Food was a weapon of war, as the country sought to feed the nation and the army despite the U-boat attacks on ships attempting to transport the food which Britain had traditionally imported from the USA, Canada and other countries. In the Vale of Evesham and the fields around the market town of Pershore, growing fruit and vegetables became vital war work. Most famously they grew the Pershore plums which were used to make jam that troops were supplied with as part of their daily rations.  
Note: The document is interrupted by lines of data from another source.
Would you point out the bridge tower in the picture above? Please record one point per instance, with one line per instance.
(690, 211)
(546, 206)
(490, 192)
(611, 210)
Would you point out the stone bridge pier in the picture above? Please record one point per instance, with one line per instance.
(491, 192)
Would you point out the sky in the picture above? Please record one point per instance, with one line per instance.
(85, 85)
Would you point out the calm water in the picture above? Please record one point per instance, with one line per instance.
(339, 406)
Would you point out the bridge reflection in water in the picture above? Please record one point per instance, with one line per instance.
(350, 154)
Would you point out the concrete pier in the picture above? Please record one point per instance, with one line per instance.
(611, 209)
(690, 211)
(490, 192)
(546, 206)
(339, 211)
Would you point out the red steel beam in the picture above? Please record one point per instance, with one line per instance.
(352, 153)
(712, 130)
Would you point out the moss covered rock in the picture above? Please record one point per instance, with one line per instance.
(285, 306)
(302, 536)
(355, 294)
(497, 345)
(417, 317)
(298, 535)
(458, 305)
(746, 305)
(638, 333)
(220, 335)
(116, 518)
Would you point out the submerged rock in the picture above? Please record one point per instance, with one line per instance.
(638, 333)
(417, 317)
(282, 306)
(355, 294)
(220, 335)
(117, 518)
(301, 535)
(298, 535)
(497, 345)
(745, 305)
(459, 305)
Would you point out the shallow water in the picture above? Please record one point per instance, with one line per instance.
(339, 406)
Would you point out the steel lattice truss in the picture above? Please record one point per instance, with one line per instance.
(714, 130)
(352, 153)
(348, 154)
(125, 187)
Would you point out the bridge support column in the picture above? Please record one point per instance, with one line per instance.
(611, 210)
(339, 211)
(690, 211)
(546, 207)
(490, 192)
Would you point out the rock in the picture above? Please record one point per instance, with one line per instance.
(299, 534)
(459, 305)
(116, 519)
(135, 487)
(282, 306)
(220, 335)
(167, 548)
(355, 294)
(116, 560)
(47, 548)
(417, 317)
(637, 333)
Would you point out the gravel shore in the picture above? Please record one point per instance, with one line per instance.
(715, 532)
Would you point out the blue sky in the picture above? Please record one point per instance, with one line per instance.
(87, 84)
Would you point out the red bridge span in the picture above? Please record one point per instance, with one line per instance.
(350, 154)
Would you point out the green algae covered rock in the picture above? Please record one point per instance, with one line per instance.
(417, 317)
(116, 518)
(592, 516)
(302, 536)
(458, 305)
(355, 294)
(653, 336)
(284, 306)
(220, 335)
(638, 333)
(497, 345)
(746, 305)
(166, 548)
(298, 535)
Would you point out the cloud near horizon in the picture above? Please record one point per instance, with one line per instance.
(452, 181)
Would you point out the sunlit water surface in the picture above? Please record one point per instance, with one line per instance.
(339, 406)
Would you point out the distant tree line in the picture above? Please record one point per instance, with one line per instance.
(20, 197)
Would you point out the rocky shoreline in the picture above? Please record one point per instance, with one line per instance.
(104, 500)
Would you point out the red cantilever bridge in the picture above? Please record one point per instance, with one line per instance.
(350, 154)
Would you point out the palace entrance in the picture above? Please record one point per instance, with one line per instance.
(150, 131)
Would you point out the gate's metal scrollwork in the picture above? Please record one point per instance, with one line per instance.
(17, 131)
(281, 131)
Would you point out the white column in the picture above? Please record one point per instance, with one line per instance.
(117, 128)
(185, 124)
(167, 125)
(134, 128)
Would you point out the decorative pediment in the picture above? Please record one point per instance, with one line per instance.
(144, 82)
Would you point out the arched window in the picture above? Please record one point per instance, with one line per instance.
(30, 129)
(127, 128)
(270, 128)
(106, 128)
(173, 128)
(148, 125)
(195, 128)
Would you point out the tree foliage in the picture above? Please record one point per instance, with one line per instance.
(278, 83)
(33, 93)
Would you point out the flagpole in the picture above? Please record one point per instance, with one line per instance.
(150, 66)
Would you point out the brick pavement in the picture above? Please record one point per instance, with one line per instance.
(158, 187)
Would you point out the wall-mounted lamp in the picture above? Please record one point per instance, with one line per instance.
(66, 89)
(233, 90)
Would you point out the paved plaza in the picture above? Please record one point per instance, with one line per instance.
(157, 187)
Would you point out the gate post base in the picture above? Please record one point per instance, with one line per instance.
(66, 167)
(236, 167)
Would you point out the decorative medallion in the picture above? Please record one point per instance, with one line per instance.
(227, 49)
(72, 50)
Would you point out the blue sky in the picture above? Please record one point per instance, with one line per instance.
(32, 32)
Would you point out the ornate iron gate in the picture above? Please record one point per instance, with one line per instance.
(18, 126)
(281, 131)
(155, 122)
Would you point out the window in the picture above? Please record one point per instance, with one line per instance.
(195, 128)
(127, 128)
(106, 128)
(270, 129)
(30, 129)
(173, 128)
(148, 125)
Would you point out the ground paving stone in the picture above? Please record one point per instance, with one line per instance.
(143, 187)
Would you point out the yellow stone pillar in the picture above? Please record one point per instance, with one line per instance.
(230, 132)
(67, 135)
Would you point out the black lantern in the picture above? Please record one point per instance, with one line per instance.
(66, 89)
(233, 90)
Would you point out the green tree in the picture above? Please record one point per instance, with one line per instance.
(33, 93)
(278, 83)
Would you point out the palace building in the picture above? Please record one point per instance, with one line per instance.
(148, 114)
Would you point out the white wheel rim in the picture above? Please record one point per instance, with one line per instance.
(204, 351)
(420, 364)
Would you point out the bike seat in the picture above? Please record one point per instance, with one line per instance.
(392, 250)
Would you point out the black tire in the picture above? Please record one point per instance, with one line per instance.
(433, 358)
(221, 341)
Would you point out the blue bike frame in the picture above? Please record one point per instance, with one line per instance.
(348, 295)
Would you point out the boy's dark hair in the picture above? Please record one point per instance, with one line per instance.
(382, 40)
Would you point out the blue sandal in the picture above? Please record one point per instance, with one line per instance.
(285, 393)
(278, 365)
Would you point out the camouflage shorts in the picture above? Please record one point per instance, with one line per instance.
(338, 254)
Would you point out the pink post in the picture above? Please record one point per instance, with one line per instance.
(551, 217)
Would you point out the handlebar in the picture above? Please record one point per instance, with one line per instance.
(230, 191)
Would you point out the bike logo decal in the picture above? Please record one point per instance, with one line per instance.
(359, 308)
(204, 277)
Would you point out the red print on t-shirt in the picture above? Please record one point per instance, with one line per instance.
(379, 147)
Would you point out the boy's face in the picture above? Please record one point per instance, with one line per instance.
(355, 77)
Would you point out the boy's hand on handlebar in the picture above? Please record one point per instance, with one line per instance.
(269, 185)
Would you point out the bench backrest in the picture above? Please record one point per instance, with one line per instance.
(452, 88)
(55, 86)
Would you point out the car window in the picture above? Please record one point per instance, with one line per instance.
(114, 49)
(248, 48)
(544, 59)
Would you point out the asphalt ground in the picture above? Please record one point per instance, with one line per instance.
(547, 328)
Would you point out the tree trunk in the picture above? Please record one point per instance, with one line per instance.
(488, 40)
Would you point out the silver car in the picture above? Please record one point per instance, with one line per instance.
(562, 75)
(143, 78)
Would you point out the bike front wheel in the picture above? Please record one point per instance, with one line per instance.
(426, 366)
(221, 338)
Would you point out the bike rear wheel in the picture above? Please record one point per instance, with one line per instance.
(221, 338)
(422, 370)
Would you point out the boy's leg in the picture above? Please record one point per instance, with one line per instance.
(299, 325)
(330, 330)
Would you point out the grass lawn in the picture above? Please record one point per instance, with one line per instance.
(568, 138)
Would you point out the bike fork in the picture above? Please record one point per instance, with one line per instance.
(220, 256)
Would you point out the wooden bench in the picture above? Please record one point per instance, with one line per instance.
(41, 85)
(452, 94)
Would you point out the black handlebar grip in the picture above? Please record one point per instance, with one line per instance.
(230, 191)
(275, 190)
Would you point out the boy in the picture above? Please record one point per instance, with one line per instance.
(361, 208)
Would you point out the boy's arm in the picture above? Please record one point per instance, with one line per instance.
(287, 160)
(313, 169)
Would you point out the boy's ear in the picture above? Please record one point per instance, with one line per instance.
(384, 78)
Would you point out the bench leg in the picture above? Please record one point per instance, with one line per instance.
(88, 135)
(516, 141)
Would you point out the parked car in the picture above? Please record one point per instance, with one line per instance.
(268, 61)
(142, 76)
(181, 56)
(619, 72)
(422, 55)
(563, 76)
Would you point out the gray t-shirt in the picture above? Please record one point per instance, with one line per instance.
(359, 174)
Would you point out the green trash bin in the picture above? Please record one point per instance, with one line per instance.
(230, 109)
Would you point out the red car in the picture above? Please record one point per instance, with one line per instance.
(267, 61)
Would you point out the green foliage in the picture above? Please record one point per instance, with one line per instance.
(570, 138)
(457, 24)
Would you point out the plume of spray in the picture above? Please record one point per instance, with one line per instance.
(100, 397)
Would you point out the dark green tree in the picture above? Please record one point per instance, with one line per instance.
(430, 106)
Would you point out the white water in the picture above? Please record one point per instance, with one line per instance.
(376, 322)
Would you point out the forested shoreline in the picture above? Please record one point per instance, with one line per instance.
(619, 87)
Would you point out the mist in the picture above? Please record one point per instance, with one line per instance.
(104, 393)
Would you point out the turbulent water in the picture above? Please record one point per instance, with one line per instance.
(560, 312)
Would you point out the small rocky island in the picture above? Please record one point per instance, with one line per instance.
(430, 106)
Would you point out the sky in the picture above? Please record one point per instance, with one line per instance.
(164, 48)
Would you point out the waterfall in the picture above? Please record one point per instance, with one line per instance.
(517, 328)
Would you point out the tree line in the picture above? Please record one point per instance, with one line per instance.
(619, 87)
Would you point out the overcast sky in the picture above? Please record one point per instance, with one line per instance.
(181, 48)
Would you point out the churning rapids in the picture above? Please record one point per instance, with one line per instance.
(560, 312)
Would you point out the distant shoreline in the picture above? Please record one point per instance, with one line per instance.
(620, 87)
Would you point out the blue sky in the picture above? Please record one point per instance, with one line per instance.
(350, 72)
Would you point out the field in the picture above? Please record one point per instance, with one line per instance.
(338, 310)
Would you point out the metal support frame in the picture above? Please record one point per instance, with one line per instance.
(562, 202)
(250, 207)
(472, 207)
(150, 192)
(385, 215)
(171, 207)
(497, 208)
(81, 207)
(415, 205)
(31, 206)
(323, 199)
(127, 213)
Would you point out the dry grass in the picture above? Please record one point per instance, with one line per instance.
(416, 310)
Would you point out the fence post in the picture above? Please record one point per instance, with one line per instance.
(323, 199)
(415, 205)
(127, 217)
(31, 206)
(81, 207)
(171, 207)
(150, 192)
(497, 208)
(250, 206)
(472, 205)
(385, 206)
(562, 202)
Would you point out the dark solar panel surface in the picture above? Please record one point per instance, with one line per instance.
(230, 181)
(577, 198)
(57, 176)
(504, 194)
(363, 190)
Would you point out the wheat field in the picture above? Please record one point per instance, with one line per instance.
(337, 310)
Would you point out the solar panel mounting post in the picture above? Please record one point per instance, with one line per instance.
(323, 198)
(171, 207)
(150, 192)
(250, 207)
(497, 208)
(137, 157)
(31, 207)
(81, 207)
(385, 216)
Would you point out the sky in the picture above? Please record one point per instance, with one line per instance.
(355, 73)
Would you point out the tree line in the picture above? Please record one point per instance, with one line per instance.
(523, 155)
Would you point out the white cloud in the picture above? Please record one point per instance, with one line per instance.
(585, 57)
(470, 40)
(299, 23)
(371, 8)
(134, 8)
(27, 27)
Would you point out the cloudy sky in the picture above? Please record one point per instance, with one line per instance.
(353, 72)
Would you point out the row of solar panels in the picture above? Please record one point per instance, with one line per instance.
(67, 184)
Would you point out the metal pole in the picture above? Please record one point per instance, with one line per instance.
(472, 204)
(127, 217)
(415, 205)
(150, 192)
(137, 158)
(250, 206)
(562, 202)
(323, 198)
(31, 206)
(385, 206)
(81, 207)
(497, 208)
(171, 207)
Schoolgirls and young women from Birmingham University helped harvest these plums. They also picked strawberries, raspberries, blackberries, hops and peas during their holidays. In 1917 one student complained her memories of six weeks working in the fields were: ‘blurred – by vistas and vistas of green. …Green peas!’ For she explained: ‘we picked peas of all varieties and peas in all directions’.

Many young girls took time off school – with or without official permission – to undertake agricultural work. Alternatively, in August 1915, Henry Pitt was fined for not sending his  two children, Alice and Annie, to school. His wife explained she kept the children away to mind her other younger children while she went to work on the land.

Working in the fields was no rural idyll; the labour was long, arduous, and sometimes dangerous.  As the war came to an end on 1918 a sixteen-year-old girl languished and died in Evesham hospital as a consequence of an accident with agricultural machinery. She was as much a tragic victim of war as the boy soldiers many of us have heard about in the Great War.